SERMON: The Abounding Love of God
A Sermon on the Abounding Love of God preached by Graham Low at St Mary’s Iffley on 6 May 2018.
In the midst of the busyness and complexity of life, for us, and around us, it can be helpful to try and stand back and find a word that describes the essence of something or some situation. Today we have been challenged once again with words from John’ gospel. A key word to describe how this richly complex and profound gospel describes the ministry of Jesus is the word abiding. And our other readings today share something of the theme of abiding, and the linked themes of abundance and abode, and of overflowing generosity of God.
Thus we have heard how Peter, having been compelled to come to Caesarea after a dream, has spoken to gentiles about the primacy of God and of Jesus. Then, suddenly, he finds the Holy Spirit falling as a gift upon all who are listening to him. As far as we can tell this intervention is completely unexpected. The gentiles are astounded that the Holy Spirit might be poured upon them, people who are not Jews, and so neither circumcised nor baptised. This momentous event must be quite scandalous to the established Jewish people of Caesarea. The Holy Spirit simply interrupts Peter, as it so often does. And we are told that the Holy Spirit is poured upon the people – not just a gentle touch, but in abundance. So Peter, as astonished as anyone else by this happening, gathers his wits and follows the new Christian practice by baptising the people there and then.
Until this intervention by the Holy Spirit, Peter seems to have been teaching in a structured and traditional way. The shock of this intervention is to some extent lost on most of us today. The suddenness with which the Holy Spirit may act reminds us that as humans we tend to create seemingly logical systems and structures for all that we deal with. The church has also tried very hard down the ages to formulate structures of thinking and action called doctrine and dogma. It has tried to create certainties. In the process God’s love has been narrowed by false boundaries of our own. Sudden shocks are not part of this. But God counters our attempts to be organised and systematic with nothing less than reckless freedom – not structured and not tidy at all. And when God acts in this way we come to see that God has already been,and is, and always will be abiding in us, at the very centre of our being. Indeed, creating tidiness and structure can so easily hinder God’s work within us. The call of the Holy Spirit may not be intrusive. In fact it may be waiting patiently to be heard – sometimes, as I have found myself, even for years. The call for us is to listen to and look for God’s abundant activity, and to respond with gratitude.
Some years ago when I was a hospital chaplain, a patient in a secure mental health unit came to our Eucharist on Maundy Thursday in the hospital chapel. Afterwards she asked to talk to me about her spiritual life. I knew that she was well on the way to recovering from a serious mental health problem. I also sensedfor the first time that she had quite a mature Christian faith, and I had a feeling that she abided in God, and God in her. But she went on to say that she had never been baptised, but deeply wished to be. Could I baptise her there and then, she asked? Being awfully Anglican I immediately thought of the teaching and process that I had been instructed to follow before the baptism of adults, and also I remembered that adults were normally baptised by a bishop and not by a mere parish priest and Chaplain.

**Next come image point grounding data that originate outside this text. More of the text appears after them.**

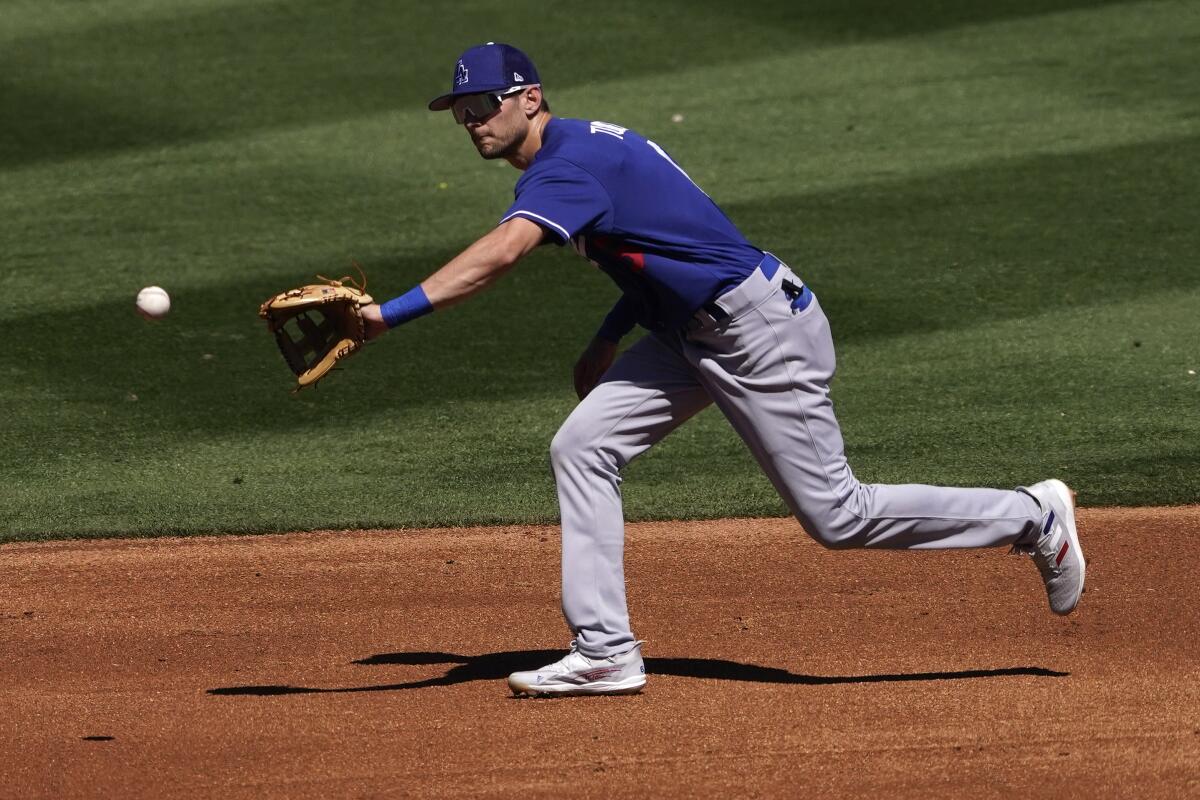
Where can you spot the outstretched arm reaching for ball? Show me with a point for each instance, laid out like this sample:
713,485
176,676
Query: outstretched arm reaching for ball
467,274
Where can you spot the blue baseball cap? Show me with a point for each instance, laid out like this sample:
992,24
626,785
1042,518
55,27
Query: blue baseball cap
487,67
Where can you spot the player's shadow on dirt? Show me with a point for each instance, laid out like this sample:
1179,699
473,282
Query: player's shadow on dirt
497,666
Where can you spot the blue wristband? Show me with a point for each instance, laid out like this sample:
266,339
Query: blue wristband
406,307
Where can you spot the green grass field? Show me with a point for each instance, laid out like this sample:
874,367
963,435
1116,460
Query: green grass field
999,209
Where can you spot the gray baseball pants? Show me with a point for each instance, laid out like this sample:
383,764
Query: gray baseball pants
768,368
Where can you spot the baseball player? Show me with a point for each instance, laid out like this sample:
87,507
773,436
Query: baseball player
729,324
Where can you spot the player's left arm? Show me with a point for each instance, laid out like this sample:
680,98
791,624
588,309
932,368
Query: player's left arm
467,274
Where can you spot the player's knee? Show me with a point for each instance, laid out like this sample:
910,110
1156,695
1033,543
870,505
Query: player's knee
569,446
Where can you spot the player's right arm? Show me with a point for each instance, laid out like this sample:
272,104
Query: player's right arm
467,274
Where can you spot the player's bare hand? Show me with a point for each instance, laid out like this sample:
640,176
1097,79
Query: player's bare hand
592,365
372,322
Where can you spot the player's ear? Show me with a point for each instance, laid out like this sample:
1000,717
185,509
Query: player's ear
531,101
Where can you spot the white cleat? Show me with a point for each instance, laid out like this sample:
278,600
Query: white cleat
1056,552
579,674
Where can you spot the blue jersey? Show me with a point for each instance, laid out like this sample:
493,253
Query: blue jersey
625,205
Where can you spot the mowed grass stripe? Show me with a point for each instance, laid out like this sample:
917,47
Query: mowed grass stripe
942,426
987,187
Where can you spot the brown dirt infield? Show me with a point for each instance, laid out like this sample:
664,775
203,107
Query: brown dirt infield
371,665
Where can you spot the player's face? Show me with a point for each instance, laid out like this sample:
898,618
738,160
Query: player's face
502,132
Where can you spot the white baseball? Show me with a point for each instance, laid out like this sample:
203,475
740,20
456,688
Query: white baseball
154,302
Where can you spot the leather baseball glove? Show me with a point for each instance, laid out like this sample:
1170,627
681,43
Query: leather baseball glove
317,325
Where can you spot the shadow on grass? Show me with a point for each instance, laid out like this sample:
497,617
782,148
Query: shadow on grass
186,77
497,666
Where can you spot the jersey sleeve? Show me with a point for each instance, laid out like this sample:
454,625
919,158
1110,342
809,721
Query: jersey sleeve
562,198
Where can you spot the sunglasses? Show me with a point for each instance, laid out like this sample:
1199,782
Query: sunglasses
479,107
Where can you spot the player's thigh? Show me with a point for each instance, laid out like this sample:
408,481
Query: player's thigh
769,374
648,392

And then I began to think of all the organisational difficulties and approval that the hospital might make, because she was still a patient. But it seemed very clear that the Holy Spirit was intervening and said: go on, baptise her. So three days later at our dawn Vigil and first Mass of Easter in my church, Jean came from the hospital, with a guardian, and I was able to baptise her. It was a highlight of her life and that of our church, and of my ministry. Jean was discharged from the hospital soon afterwards and became a welcomed and active member of our church congregation. And Jean said repeatedly over the following years that baptism had made her whole again. She felt and said that our loving God was abiding in her. She felt able to give and to receive love, rather than to have it rejected, as had painfully happened for her in the past. Furthermore, Jean felt that her sense of sin as she endured her illness was completely lifted. God’s abiding love had overcome the darkness of some years of severe depression.
In a way this story about Jean is an illustration of our Gospel reading today. Here in part of Jesus’ farewell discourses to his disciples, Jesus is teaching about the deepest aspect of a fruitful life: friendship that is expressed in loving others as Jesus has loved us. It is about allowing ourselves to abide in Jesus and to allow him to abide in us. It is a daily matter, a long-term matter of abiding, which in turn gives us strength to love other people, just as he loves us.
There is something both simple and profound about all he is saying. Here Jesus is sharing with his closest friends the essence of what he is. There is nothing authoritarian about it. There is no demand of blind obedience. But there is an implicit desire for us to think deeply about who he is, and what he asks of us. Here we are encouraged to grasp more and more of his way, and his abounding love, as we pray, read and reflect on his call to us, in the company of our friends. The quality of this abiding friendship is eventually to be found in his call, indeed his commandment to us, that we love one another as he has loved us.
Let us pray that we may have the grace to open our arms wider to embrace more of the overwhelming abundance of God’s love for us. And may we have the grace to offer it abundantly to everyone. Amen.